Burning Troy began with Helen; this disgraceful story began with the beauty of Hypatia Potter. Americans have a great power, which Europeans do not always appreciate, of creating institutions from below; that is by popular initiative. Like every other good thing, it has its lighter aspects; one of which, as has been remarked by Mr. Wells and others, is that a person may become a public institution without becoming an official institution. A girl of great beauty or brilliancy will be a sort of uncrowned queen, even if she is not a Film Star or the original of a Gibson Girl. Among those who had the fortune, or misfortune, to exist beautifully in public in this manner, was a certain Hypatia Hard, who had passed through the preliminary stage of receiving florid compliments in society paragraphs of the local press, to the position of one who is actually interviewed by real pressmen. On War and Peace and Patriotism and Prohibition and Evolution and the Bible she had made her pronouncements with a charming smile; and if none of them seemed very near to the real grounds of her own reputation, it was almost equally hard to say what the grounds of her reputation really were. Beauty, and being the daughter of a rich man, are things not rare in her country; but to these she added whatever it is that attracts the wandering eye of journalism. Next to none of her admirers had even seen her, or even hoped to do so; and none of them could possibly derive any sordid benefit from her father’s wealth. It was simply a sort of popular romance, the modern substitute for mythology; and it laid the first foundations of the more turgid and tempestuous sort of romance in which she was to figure later on; and in which many held that the reputation of Father Brown, as well as of others, had been blown to rags.
It was accepted, sometimes romantically, sometimes resignedly, by those whom American satire has named the Sob Sisters, that she had already married a very worthy and respectable business man of the name of Potter.
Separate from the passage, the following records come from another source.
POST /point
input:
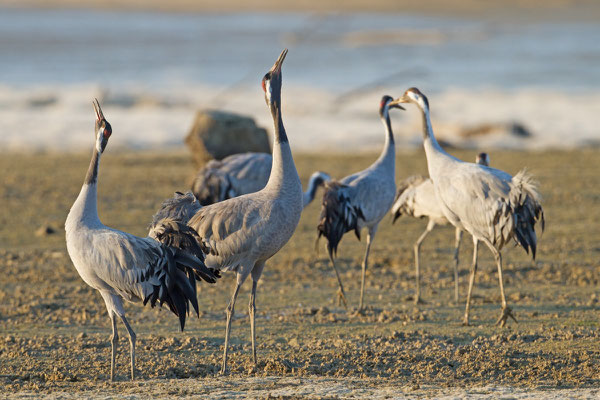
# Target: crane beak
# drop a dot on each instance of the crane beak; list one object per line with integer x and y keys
{"x": 276, "y": 68}
{"x": 396, "y": 103}
{"x": 98, "y": 109}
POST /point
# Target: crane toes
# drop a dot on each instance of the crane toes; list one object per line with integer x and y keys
{"x": 506, "y": 313}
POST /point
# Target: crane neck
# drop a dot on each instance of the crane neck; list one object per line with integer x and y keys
{"x": 388, "y": 154}
{"x": 85, "y": 208}
{"x": 429, "y": 140}
{"x": 283, "y": 170}
{"x": 309, "y": 195}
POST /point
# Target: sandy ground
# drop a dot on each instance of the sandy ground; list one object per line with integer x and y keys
{"x": 530, "y": 9}
{"x": 54, "y": 332}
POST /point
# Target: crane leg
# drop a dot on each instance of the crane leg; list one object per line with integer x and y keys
{"x": 252, "y": 311}
{"x": 114, "y": 340}
{"x": 341, "y": 297}
{"x": 370, "y": 237}
{"x": 506, "y": 310}
{"x": 457, "y": 239}
{"x": 132, "y": 338}
{"x": 417, "y": 250}
{"x": 230, "y": 311}
{"x": 471, "y": 280}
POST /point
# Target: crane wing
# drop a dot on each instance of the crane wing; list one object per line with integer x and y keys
{"x": 231, "y": 228}
{"x": 142, "y": 268}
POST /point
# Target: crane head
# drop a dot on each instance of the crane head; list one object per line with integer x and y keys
{"x": 103, "y": 128}
{"x": 271, "y": 82}
{"x": 483, "y": 159}
{"x": 413, "y": 95}
{"x": 386, "y": 104}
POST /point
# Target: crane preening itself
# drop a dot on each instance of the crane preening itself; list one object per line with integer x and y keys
{"x": 416, "y": 197}
{"x": 493, "y": 206}
{"x": 122, "y": 266}
{"x": 245, "y": 231}
{"x": 240, "y": 174}
{"x": 360, "y": 200}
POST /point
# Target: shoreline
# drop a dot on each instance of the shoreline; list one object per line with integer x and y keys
{"x": 519, "y": 10}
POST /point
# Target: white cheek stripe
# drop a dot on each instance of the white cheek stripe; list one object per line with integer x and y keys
{"x": 99, "y": 140}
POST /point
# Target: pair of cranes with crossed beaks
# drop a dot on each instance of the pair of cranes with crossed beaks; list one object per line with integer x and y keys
{"x": 190, "y": 242}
It was even possible to regard her for a moment as Mrs. Potter, on the universal understanding that her husband was only the husband of Mrs. Potter.
Then came the Great Scandal, by which her friends and enemies were horrified beyond their wildest hopes. Her name was coupled (as the queer phrase goes) with a literary man living in Mexico; in status an American, but in spirit a very Spanish American. Unfortunately his vices resembled her virtues, in being good copy. He was no less a person than the famous or infamous Rudel Romanes; the poet whose works had been so universally popularized by being vetoed by libraries or prosecuted by the police. Anyhow, her pure and placid star was seen in conjunction with this comet. He was of the sort to be compared to a comet, being hairy and hot; the first in his portraits, the second in his poetry. He was also destructive; the comet’s tail was a trail of divorces, which some called his success as a lover and some his prolonged failure as a husband. It was hard on Hypatia; there are disadvantages in conducting the perfect private life in public; like a domestic interior in a shop-window. Interviewers reported doubtful utterances about Love’s Larger Law of Supreme Self-Realization. The Pagans applauded. The Sob Sisterhood permitted themselves a note of romantic regret; some having even the hardened audacity to quote from the poem of Maud Mueller, to the effect that of all the words of tongue or pen, the saddest are “It might have been.” And Mr. Agar P. Rock, who hated the Sob Sisterhood with a holy and righteous hatred, said that in this case he thoroughly agreed with Bret Harte’s emendation of the poem: “More sad are those we daily see; it is, but it hadn’t ought to be.”